I quit drinking because I want to keep an eye on my liver and save a few bucks but you have to base every decision on whether or not there will be booze present. I understand that there’s not a lot to do here in the beautiful city we call home, but at the end of the day it comes down to this: bars. All there is to do in your free time is go to a bar. If you are a guy that has decided to stop smoking and drinking, then you have nowhere to go. This also lessens the chances of meeting dames, though at my age I don’t really want to meet the type of dame you meet in a bar. Things are dire.

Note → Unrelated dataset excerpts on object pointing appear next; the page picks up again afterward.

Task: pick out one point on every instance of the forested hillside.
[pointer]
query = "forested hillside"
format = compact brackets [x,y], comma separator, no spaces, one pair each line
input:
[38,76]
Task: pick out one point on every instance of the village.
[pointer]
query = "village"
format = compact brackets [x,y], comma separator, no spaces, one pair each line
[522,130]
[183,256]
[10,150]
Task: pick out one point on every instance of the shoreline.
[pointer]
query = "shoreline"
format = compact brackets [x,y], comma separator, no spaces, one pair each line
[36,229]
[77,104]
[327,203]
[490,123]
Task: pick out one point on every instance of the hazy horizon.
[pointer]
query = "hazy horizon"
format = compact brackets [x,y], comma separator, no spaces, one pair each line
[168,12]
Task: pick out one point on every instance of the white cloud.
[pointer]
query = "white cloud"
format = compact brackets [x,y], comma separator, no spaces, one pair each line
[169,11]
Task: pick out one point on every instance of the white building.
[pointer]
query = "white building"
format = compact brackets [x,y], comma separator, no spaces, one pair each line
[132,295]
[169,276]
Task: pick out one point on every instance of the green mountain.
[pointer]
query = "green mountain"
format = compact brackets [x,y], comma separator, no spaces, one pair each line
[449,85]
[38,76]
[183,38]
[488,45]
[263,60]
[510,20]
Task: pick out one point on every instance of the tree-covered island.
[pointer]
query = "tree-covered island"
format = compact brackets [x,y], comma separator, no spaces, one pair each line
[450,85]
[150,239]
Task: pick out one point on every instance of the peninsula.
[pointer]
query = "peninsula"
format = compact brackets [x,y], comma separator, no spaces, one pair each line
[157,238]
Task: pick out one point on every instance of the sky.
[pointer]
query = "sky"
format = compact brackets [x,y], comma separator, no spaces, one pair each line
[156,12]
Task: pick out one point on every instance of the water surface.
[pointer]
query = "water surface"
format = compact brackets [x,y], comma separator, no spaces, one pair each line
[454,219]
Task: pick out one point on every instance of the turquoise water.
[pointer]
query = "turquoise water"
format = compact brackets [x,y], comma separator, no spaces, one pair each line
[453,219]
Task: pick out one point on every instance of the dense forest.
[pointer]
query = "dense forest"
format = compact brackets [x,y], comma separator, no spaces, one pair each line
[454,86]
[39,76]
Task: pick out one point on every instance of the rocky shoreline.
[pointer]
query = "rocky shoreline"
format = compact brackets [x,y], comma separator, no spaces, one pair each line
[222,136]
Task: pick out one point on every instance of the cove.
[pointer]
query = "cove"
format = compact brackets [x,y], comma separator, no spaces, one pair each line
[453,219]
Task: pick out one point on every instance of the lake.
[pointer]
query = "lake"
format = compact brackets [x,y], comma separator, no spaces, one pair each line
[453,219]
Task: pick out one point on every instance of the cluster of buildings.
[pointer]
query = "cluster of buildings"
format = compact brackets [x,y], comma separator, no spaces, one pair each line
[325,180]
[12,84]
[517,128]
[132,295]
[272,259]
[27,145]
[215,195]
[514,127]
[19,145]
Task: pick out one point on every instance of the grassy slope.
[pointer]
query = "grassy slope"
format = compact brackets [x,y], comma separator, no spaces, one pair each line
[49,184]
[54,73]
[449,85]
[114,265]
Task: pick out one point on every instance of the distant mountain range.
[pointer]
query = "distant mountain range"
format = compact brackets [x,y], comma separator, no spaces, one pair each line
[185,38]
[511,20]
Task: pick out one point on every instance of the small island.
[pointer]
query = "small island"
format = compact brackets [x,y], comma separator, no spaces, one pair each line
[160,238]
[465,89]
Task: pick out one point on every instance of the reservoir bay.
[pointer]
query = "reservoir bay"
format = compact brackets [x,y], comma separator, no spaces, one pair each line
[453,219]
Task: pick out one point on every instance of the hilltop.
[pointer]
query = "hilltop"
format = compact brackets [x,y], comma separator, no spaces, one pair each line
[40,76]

Bingo. It’s illegal, it’s not illegal. I don’t know. What exactly is the deal again? Why does the state find it so disastrous to let my aunt use her utility money to possibly win a few bucks at the slots? We all know that at the end of the day if the fancy white men in suits could figure out a way to line their pockets properly, there would be bingo casinos on every corner. And I only mention the white men in suits because the black men in suits end up spending too much money on the suits and go to jail. The way I see it, if it’s legal to suck smoke into your lungs and it’s legal to drink delicious triple malted poison, then I should be able to play a little blackjack without ending up on the news.
Stop going to places outside the safe and loving arms of the United States and then acting surprised when you are kidnapped or killed. You should be aware that people in other parts of the world aren’t impressed by your American-ness. In fact, it makes you a target. Your freedom of speech and your right to the pursuit of happiness? That only works on home base, sweetheart. Once you hop outside the borders, no one gives a shit whether you’re a Twihard or a Gleetard— they’re going to stab you. Smarten up.
Alright, squares, I guess that’s all for this week. You can go back to your title loan commercials and rooting for college teams even though you didn’t go to that school. Me? I’m going to concentrate on staying alive. And I don’t mean continuing to live—I mean the awesome sequel to Saturday Night Fever. Sylvester Stallone directed it. Did you know that? You’re welcome.